Tuesday, November 9, 2004

Mr. Division checks out

Late this afternoon comes some rather welcome news: John Ashcroft has announced plans to resign as U.S. attorney general. Ashcroft is reportedly set to take his divisive world view and his purportedly melodious singing voice back to Missouri. Commerce Secretary Don Evans also announced his plans to step down, but Ashcroft is the day’s big trophy. The architect of the USA Patriot Act and enforcer of the extrajudicial imprisonments at Guantanamo Bay has been no friend of civil libertarians and generally reasonable people everywhere.

But in his rush to leave, Ashcroft takes credit for the end of a long twilight struggle most people would say we haven’t really even started yet. In his resignation letter, he notes that “[t]he objective of securing the safety of Americans from crime and terror has been achieved.” Thanks, John, we can all relax now. The war on terorrism is history and you’ve refreshed your resume.

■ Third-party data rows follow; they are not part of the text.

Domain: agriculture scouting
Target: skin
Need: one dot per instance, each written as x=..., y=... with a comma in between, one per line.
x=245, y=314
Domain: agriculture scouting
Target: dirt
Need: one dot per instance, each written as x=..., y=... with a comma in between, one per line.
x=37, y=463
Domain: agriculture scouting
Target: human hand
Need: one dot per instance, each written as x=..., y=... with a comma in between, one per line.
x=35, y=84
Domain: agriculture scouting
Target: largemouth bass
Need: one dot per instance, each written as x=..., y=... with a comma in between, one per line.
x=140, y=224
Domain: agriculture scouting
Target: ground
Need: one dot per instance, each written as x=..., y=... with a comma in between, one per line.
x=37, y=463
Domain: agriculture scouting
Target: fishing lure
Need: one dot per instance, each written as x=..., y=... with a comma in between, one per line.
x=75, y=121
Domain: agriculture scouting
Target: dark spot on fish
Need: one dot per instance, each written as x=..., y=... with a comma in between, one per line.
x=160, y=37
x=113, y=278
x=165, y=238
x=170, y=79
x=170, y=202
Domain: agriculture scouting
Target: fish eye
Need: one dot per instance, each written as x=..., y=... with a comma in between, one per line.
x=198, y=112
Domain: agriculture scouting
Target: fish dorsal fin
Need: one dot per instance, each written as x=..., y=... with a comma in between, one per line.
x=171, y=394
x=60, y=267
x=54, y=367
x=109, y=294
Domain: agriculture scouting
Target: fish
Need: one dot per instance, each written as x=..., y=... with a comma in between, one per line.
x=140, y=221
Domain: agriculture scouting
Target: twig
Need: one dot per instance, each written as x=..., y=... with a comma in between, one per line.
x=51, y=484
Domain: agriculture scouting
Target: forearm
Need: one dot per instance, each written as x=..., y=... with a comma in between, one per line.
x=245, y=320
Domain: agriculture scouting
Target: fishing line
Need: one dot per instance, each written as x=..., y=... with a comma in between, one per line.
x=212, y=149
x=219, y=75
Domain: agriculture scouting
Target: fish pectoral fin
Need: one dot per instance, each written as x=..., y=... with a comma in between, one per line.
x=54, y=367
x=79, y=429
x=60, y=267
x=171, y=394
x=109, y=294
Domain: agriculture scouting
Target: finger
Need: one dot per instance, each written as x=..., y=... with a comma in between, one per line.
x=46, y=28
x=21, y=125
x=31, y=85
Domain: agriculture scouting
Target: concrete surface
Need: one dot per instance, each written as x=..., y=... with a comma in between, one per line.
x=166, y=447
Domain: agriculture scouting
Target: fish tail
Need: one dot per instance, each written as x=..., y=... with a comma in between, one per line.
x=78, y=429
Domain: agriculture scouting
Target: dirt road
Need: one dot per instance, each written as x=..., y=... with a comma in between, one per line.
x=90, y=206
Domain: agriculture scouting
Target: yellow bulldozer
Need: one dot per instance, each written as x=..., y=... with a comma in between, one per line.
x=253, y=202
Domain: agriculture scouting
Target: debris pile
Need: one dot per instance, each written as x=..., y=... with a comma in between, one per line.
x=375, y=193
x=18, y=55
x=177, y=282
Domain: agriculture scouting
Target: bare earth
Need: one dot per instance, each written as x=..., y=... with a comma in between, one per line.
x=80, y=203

I’m glad you’re going, John. There’s the door. Don’t let the Constitution hit you in the ass on the way out.

You have to wonder who’s next. Powell? Condi? Thompson at HHS? Rumsfeld, our very own Dr. Strangelove? Much should be known in the coming days. The handicapping has already begun, of course, the better no doubt to have all the musical chairs accounted for by Jan. 20 of next year. So the administration (already being given the shorthand acronym of “W2″) hits the ground running.

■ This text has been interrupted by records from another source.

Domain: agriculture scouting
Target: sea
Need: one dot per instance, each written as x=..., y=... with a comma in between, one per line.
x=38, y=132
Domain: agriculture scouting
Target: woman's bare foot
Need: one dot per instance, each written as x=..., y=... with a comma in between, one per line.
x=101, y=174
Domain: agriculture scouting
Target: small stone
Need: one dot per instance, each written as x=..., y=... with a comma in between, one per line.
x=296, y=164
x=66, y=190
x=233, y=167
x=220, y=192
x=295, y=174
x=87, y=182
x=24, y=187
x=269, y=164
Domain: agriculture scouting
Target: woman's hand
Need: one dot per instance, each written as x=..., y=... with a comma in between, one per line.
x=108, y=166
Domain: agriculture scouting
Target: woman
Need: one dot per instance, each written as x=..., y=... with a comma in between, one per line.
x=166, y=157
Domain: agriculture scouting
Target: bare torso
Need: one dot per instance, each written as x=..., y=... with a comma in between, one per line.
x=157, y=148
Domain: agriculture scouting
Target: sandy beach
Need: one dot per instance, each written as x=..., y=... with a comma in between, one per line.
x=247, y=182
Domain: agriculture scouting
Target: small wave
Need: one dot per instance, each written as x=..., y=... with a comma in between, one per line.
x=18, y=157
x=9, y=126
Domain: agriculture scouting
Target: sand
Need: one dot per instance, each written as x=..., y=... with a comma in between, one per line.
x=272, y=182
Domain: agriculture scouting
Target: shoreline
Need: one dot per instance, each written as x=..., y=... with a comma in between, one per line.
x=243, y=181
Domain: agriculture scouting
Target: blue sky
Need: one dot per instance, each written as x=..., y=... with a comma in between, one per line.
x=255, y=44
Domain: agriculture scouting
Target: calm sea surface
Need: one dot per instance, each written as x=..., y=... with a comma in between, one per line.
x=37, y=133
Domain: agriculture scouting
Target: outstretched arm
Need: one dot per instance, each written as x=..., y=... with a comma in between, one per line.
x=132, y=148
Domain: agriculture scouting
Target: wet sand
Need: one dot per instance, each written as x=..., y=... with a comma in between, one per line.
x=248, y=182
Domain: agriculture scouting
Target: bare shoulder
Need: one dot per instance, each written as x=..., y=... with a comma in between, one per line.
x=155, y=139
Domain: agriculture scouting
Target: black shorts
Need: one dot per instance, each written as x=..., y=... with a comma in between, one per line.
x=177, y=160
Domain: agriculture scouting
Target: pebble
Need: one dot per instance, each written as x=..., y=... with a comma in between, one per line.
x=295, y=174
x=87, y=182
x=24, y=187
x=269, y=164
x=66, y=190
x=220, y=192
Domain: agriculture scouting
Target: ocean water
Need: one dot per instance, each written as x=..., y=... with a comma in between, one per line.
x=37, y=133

You also have to wonder, though, if this early shuffle to the Cabinet is, just maybe, the first attempt on the part of the administration to tack more to the political center? Speaking shortly after John Kerry’s concession speech the morning of Nov. 3, President Bush made much of the idea of reaching out to the other side, offering an open hand, binding up wounds [insert your making-peace metaphor here]. It’s far too early to come to any conclusions about what may or may not even be overtures to “the loyal opposition.” There’s no getting away, however, from the hardliners like The Washington Times’ Tony Blankley, who insists, with his customary pitbull ideological zeal, that since the Republicans won and won handily, they don’t have to offer an olive branch to anyone on the other side. Fat Tony. What a guy.